The Rakhine Buddhists are demonstrating against the Myanmar’s Muslim Rohingya but it needs to be noted that these local minority group Muslims have been living without especial difficulties around Rakhine region for centuries. They are part of general society. They enjoy all rights including that of religious freedom. However, along with the other citizens of Myanmar, the Muslim Rohingya have been suffering because of the sanctions imposed by the UN and the ‘West’ and under local generalised conflicts.

The Rohingya that fled to Myanmar during the upheavals in Bangladesh during the 1940s have partially been integrated into the Myanmar society, the majority though is living in refugee camps and as largely homeless people in Rakhine State.

Like other official minorities in the ethnically diverse country, the Muslim Rakhines suffered under the yoke of the junta for nearly half a century until a nominally civilian, reformist government replaced it in March last year.

But, there are external-to-the-country efforts aimed at controlling Myanmar´s oil and gas resources that makes the eventual status of the Rohingya refugee population in Myanmar complex and difficult to resolve! In fact, those efforts are using their predicament for ends far from their benefit!

Myanmar is currently involved in two international pipeline projects which compete:
the Myanmar-Bangladesh-India pipeline project which is transporting gas from Myanmar to Bangladesh and India, and the dual Oil&Gas China-Myanmar pipelines.

There is a suspicion that outside imposed – by overt influence if not by direct subvert ones – activities will bring to the fore all the seemingly pro-democracy forces but primarily those which sideline attempts to find a Myanmar-and-Asian solution for Myanmar´s problems – example the Rohingya – within a regional framework of ASEAN.

That’s where Aung comes in, saddled between two horses, one pulling towards China and the other in the opposite direction.

China is in the strongest position given its closer regional status and given a safe and stable region that is host to those comprehensive energy resources, that are sought after by the West via Bangladesh, then the West and Bangladesh-India could lose that opportunity and will have to stand in line.
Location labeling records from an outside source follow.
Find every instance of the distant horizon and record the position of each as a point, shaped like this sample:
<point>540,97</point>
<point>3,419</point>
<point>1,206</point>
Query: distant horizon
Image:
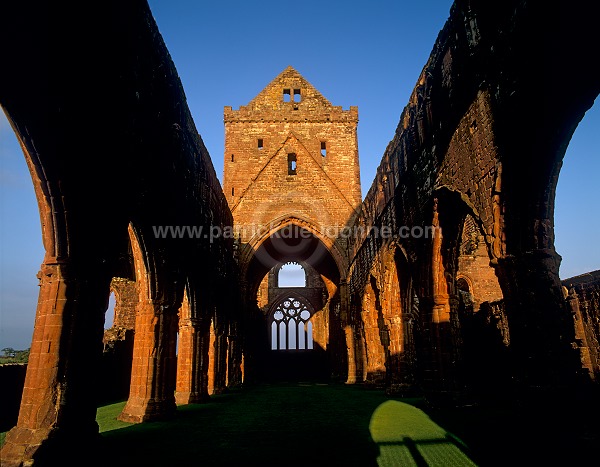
<point>368,55</point>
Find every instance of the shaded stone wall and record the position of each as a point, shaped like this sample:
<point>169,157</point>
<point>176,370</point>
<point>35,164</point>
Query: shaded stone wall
<point>467,145</point>
<point>12,376</point>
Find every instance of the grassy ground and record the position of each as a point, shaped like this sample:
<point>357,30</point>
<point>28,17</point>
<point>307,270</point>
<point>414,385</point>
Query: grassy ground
<point>288,425</point>
<point>333,425</point>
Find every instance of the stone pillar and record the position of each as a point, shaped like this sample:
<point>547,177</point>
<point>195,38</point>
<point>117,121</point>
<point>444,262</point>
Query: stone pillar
<point>211,358</point>
<point>192,362</point>
<point>234,370</point>
<point>541,328</point>
<point>580,334</point>
<point>220,360</point>
<point>57,419</point>
<point>153,373</point>
<point>349,333</point>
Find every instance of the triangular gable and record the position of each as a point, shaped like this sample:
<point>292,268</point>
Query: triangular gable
<point>271,97</point>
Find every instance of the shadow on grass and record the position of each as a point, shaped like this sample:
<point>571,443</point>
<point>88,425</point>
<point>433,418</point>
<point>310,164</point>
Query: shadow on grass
<point>283,424</point>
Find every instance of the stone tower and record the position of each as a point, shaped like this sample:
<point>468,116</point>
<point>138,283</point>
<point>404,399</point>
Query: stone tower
<point>290,153</point>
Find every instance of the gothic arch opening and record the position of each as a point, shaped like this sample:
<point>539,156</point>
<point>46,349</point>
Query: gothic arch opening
<point>283,333</point>
<point>22,248</point>
<point>576,193</point>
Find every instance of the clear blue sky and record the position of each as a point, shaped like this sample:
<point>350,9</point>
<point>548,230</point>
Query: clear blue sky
<point>367,54</point>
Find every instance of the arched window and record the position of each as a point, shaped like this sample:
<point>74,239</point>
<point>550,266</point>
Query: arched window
<point>290,325</point>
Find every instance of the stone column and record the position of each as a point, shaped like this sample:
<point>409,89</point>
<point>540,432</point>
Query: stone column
<point>210,381</point>
<point>153,373</point>
<point>192,365</point>
<point>542,334</point>
<point>234,370</point>
<point>221,354</point>
<point>57,419</point>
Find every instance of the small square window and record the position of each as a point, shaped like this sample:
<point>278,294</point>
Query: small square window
<point>292,164</point>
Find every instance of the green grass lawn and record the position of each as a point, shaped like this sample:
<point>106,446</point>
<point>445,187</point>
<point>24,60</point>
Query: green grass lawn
<point>295,424</point>
<point>287,425</point>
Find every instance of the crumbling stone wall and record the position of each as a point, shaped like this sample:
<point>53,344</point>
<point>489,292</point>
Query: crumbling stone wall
<point>467,145</point>
<point>583,299</point>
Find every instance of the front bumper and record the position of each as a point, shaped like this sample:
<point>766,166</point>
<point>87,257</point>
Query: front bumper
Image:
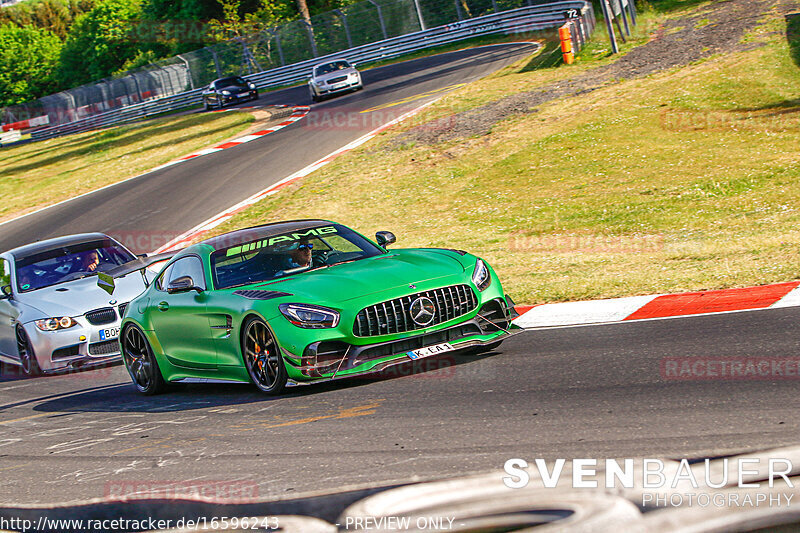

The Rohingya refugees plight in Myanmar and elsewhere will not be served by the imposing of additional hardships on them by the government of Myanmar in implementing tougher controls over the refugee population. But care must be taken by the media, human rights organisations, UN-agencies and NGOs generally, to justify sanctions and interventions that do not solve the problems of the Rohingya and beyond that, making them further victims of circumstance.

Failing that, such hardships would delay all that the people of Myanmar want for the normalisation of their country by destabilizing Myanmar national reconciliation projects, producing a further fracturing of society.

There are forces at work worldwide that always see gain from a country’s internal disunity because united a people have strength and can democratise a country within its system of laws and thus gain and keep control over its resources. That’s not what outsiders want. In conditions of instability the most powerful sway events their way.

Sadly, in any country there are local power groups that will do anything, even sell their country short, to keep their grip on power and the wealth. Thus it is with the military linked cartels and their ilk that run all kinds of enterprises.

Who will bell the cat, the tiger’s tail? Only the people can do that and for that they need to be united. The root cause of division lies in the country’s colonialised past with its divide and rule, violent methodology of imperialism. The counterpoint is a non-violent methodology of process and inclusion, thereby regaining the casual solidarity of previous ages.